The study helped us to formulate a number of design implications for the next generation of tools for visualizing discussions in OHCs. First of all, the study once again stressed the importance of designing tools that could be used by a variety of individuals regardless of their background, age, specifics of their disease, and computer literacy. Since these tools are likely to be used in an unsupervised fashion and without any possibility for training or instruction, they need to be intuitive and easy to learn. The study also generated a number of specific recommendations for features that could promote the two complementary ways of engaging with information. First, regarding the browsing experience, the desired features included: 1) discussion summary (statistics); 2) larger context, including immediate access to relevant discussions; 3) capabilities to estimate and locate the overlap between the relevant discussions; and 4) keeping track of what was read and what is new. Second, regarding the focused information searching, the desired features included: 1) description of the discussion that distinguishes it from the others 2) building more complex queries to search a particular discussion and 3) computationally assisted ways to summarize different opinions within the discussion.

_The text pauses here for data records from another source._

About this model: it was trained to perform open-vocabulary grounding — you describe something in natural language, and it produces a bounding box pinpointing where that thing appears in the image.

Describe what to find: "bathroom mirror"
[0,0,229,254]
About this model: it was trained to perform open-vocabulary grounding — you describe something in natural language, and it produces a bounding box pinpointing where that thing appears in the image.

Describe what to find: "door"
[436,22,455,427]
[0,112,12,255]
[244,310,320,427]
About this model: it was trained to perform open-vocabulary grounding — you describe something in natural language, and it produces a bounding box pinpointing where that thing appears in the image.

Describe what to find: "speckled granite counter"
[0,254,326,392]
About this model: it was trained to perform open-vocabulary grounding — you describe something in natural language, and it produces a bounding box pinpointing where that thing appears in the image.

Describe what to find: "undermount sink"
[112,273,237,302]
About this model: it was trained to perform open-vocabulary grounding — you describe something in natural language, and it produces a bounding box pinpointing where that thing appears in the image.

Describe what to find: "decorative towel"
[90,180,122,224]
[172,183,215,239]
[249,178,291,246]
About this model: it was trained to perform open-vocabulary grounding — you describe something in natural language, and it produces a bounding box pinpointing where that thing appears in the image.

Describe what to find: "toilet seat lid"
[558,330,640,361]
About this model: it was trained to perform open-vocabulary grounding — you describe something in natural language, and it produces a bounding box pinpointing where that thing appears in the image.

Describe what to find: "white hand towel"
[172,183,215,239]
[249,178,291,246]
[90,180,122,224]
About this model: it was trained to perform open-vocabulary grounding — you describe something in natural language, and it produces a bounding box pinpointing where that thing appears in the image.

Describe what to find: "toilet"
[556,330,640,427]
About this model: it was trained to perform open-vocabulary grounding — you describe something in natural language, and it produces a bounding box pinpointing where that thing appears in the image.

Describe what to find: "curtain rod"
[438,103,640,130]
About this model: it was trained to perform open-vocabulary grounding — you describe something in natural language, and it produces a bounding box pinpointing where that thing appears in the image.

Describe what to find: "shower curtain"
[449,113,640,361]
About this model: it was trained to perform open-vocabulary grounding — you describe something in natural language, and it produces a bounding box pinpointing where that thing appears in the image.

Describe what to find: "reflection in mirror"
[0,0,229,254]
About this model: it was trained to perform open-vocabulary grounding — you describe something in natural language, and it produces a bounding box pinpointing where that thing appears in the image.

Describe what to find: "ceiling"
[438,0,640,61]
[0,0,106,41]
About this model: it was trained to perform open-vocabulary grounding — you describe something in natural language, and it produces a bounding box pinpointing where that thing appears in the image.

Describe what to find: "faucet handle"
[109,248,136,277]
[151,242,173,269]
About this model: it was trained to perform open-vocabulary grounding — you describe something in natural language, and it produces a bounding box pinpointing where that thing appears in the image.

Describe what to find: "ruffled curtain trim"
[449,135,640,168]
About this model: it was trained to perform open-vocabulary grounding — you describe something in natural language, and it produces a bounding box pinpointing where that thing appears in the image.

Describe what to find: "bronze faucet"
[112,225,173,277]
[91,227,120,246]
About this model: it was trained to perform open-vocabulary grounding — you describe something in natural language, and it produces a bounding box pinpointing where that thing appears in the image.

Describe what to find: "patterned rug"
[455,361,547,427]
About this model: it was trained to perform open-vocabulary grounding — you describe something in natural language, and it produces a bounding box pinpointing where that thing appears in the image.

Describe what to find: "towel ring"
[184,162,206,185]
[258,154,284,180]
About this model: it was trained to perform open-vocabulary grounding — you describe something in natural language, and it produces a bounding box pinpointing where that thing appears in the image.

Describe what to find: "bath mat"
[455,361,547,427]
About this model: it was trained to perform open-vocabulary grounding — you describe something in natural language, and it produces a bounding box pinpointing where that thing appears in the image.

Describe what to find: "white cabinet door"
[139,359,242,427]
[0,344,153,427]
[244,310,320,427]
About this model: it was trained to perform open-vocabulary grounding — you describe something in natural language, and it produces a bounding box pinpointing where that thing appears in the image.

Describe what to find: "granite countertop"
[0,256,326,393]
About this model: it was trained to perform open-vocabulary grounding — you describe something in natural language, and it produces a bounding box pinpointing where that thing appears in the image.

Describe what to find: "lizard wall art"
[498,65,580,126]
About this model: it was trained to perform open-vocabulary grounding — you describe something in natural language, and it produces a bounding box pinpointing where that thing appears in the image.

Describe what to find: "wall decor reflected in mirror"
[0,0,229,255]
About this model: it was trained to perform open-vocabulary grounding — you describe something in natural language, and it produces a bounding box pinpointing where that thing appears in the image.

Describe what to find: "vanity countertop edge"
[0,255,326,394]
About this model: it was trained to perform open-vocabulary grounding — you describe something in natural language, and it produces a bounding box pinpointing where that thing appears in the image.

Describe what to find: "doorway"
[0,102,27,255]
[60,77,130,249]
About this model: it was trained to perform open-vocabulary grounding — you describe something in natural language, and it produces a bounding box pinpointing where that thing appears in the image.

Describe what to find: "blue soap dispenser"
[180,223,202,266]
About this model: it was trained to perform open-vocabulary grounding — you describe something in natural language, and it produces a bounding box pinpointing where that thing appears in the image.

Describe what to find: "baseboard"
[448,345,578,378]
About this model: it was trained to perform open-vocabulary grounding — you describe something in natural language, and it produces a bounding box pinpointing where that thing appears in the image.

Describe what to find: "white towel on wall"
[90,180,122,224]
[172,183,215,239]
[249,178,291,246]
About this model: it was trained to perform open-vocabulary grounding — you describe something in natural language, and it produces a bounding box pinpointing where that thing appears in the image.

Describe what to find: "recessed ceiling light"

In addition, the study generated new design directions for helping individuals engage with user-generated content within OHCs. These include: a) identifying and highlighting relationships between different discussion threads, for example those that include similar topics and b) developing customizable mechanisms to summarize varying opinions on topics of interest. However, in regards to summarizing opinions, the participants lacked clear consensus on whether they were comfortable relying on computer-generated summaries or whether they preferred tools that helped humans to synthesize opinions in a more efficient way. This division is reminiscent of the long-standing argument about the comparative benefits of computational agents and information visualization displays with direct manipulation36. Just as this debate came to the conclusion that an ultimate solution requires a combination of both approaches, we suspect that future tools for supporting online discussion forums should incorporate both computational methods and information visualization techniques.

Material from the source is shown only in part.